La paradoja de una mente demente

La paradoja de una mente demente

Anonimato Eterno

21/01/2018

Bella era una persona careciente de amigos, su alma se alimentó de una malsana soledad, y la primera vez que pudo darle la oportunidad a un individuo, fue traicionada. Aquello fue un manjar que llenó lo que resultó ser una fuerte depresión.

Las melodías de Beethoven danzaban elocuentes y ajenas a todo, hacían urgir una nostalgia que opacaba el más mínimo e inocente contento a una conmoción desesperante. Bella se embriagó en un goce optimista, tal era su rendición que aquello no era más que un deleite.

En cambio, Lucas, percibió su alrededor como una cárcel. Una infernal cárcel en la que se le condenó a una vil enfermedad que le negó la movilidad de las piernas. Debía aguantar, involuntariamente, una penalidad de sollozos crudos y desgarradores. Acostado en la cama, sentía como las sinfonías lo desataban y le hacían flotar en gracia. Un suceso parsimonioso.

El doctor Roda un psiquiatra de gran nivel, y también fundador del geriátrico se convenció de que Bella estaba mucho mejor, por lo que la dejo ir. Ella se consiguió un departamento humilde donde mantuvo constante contacto con Lucas. No obstante, luego de un tiempo, Lucas empezó a mostrarse diferente:

Bella habitaba en la cocina. Las memorias del sanatorio de almas volvieron arrasadoras. Allí fue donde conoció al muchacho que hizo de sus luceros provocar una luminiscencia, y ver una tenue luz en lo que pensó que era un cuarto obstruido de claridad. Sin embargo, el anticristo protestó en ambos luego de decidir compartir presencias en un estrecho y humilde departamento.

De repente, el silencio se presumió y nuevos pensamientos lúcidos hicieron presencia. Delicadas sinfonías se manifestaron, nuevamente, y logró cambiar su ánimo. Así era Beethoven, cada nota batallaba con la poca coherencia que presentaba la señora y la hacía adicta a la locura, junto a unos drásticos cambios de humor.

Él poseía en manos la capacidad de lastimarla, la hacía sentir despreciable. Y su paciencia fue suprimida al enterarse de los desdichados chismes provenientes de los vecinos.

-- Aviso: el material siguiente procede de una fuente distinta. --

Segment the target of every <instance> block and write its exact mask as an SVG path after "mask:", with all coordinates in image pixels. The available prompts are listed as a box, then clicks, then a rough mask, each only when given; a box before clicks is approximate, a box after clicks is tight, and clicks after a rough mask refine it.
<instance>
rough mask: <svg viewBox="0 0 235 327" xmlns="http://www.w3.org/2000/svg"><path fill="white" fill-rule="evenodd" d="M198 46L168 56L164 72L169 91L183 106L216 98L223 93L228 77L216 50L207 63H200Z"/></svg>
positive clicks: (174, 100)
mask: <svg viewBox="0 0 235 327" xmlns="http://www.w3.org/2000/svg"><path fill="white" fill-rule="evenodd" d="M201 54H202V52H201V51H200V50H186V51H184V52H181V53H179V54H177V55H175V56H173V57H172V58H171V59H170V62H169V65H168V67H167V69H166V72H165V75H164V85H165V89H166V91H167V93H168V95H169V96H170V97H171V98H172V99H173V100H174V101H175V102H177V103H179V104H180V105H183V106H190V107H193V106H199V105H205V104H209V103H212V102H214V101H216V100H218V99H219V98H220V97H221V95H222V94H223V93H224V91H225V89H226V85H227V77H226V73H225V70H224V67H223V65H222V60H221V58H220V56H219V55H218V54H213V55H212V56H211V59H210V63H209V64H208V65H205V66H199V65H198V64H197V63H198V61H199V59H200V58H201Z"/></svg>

Casi de inmediato, una corpulenta ira manejó las acciones de la bella dama. «Amante…» pensó la mujer con repugnancia. Lucas era nombrado así por sus vecinos porque nadie se había topado con él, no obstante, la doncella estaba ausente de ese conocimiento. «Seguro me es infiel, el desgraciado.» Y decidida, levantó su muy delgada figura en un proclamo de indignación. La ira la condenó a una radical decisión: matarlo.

El tan renombrado y odiado Lucas, le pidió, con soberbia, una taza de café, y a Bella no podía resultarle mejor. Su insensatez vociferaba ser oída, mostrando cada interpretación de la misma en el frasco de cianuro que presumió. El dictamen de la misma era: “Si acabo con él, acabo con mi sufrimiento”. Pero una parte lejana de la mujer, la cual siempre negó (una perspicaz demencia), sabía que el único corazón que detendría resultaba ser el de ella. Echó dos cucharadas y fue al compás de la música en una danza cínica. Mostraba, hipócritamente, una sagaz felicidad.

—Tome, mi amante imaginario —mencionó, otra vez, con cinismo.

Lucas, al notar la acción como un hecho magnífico, curvó los labios en una elegante sonrisa. Y con una usual voz ronca debido a su desgaste, respondió:

—Muchísimas gracias, dama depresiva… —Bella laceró su lengua a partir de la fuerte presión que creó sobre su mandíbula. Tenía aversión por tal apodo, y el poco remordimiento desvaneció como las tormentas en verano.

Lucas, abstraído de la realidad, tomó la esencia sin vacilación. No caviló sobre el amargo sabor tan peculiar que poseía. Se consideró venturosa, la desdichada dama depresiva.

«Un gélido 28 de noviembre, el cuerpo de Bella Álvarez fue dado como un ser muerto debido a un alto contenido de cianuro. Suicidio…», leyó para sí el doctor Roda. Una conmoción inefable drenó de su ser y completó cada rincón. Era consciente de que la demencia de la mencionada iba a matarle, sabía que su geriátrico nunca le iba a dar una respuesta. Resultaba irónico saber que aquella ilusión que la salvó fue digna de llevarse su alma en un parpadeo.